As some of you know, I have prototyped a high efficiency vehicle for production and for entry into the Automotive X Prize contest. It gets 700 mpg in its plug-in form. If you read through this thread, you can see the logic (illogic?) used to arrive at that number.
With a plug-in vehicle, two sources of energy are used: electricity (typically from the grid), and gasoline. When the Aptera people picked a figure for their vehicle, they arbitrarily used a 120 mile drive. When I came up with my equally ludicrous figure, I arbitrarily picked an average daily commuting distance.
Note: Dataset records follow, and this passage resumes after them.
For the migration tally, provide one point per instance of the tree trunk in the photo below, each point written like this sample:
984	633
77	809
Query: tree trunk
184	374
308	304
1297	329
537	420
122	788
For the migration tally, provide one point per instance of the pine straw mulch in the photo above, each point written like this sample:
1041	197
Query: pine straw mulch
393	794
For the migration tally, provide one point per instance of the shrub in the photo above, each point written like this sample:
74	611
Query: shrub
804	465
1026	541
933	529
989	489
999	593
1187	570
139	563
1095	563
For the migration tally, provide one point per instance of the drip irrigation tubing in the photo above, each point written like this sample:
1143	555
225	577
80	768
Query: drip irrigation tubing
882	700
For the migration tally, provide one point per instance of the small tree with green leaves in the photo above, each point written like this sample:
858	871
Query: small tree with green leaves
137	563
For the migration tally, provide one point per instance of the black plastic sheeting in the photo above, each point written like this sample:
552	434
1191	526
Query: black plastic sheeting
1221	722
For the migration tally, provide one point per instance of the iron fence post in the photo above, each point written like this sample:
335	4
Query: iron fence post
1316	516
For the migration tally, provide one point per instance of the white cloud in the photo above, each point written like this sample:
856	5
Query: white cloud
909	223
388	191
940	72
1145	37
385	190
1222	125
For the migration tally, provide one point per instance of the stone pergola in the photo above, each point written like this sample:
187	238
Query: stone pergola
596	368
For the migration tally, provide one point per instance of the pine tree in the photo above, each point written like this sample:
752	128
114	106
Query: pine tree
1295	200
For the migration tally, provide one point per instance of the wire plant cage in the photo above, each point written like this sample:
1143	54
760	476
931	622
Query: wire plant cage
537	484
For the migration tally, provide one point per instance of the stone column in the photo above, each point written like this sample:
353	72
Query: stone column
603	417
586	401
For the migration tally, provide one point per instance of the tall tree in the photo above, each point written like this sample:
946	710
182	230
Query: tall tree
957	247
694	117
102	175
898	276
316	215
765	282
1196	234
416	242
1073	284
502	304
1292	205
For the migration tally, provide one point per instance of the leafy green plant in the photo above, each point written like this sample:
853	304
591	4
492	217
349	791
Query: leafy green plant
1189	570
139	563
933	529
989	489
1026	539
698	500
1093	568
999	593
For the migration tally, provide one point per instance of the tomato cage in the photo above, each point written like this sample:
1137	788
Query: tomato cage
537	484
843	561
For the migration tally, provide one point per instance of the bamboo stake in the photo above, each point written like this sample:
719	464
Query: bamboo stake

Following their lead, I completely ignored the dollar and environmental cost of electricity -- which (in both respects) is in the same ballpark as gasoline if, as in a hybrid, the gasoline is used relatively efficiently (i.e relative to awful).
I'd favor a standard for electric and plug-in vehicles that accurately states the watt hours used per mile, and the range on battery power alone. Equivalent mpg is far too prone to claims that border on fraudulent.
For example, here's an article about a 300 mpg Prius. Does it make sense that a Prius could get the same mileage as an Aptera, given that the Aptera is less than half the weight, lower in frontal area, has a drag coefficient less than half that of the Prius, and has a much more highly loaded, smaller engine? You can see how deceptive these claims can be: For every claim a competitor makes, I could simply shorten my "typical commuting distance": if it gets below 30 miles then I get infinite mpg -- beat that!
One would hope that a standard for mileage claims would be not have to be legislated -- but it has already been done for ordinary cars, and needs to be done for electric cars and plug-in hybrids. In these days, when the energy you use has security, environmental, and economic impacts, you deserve straight answers. Write your congressman.
PS: There is already a calculation used by the EPA for CAFE purposes that some electric car companies have picked up on. If you read through this piece of the Federal Register you can see how convoluted things can get. Their basic calculation for well-to-wheels gasoline equivalent in the center of page 36987 is about as expected. But then they go on to add a scarcity factor of 6.67, because they want to promote alternative fuels. If you go to the end of the document, you'll see that "equivalent" mileage figures can therefore get very high. My Pod One (realistically a 120 mpg vehicle) would get 745 mpg.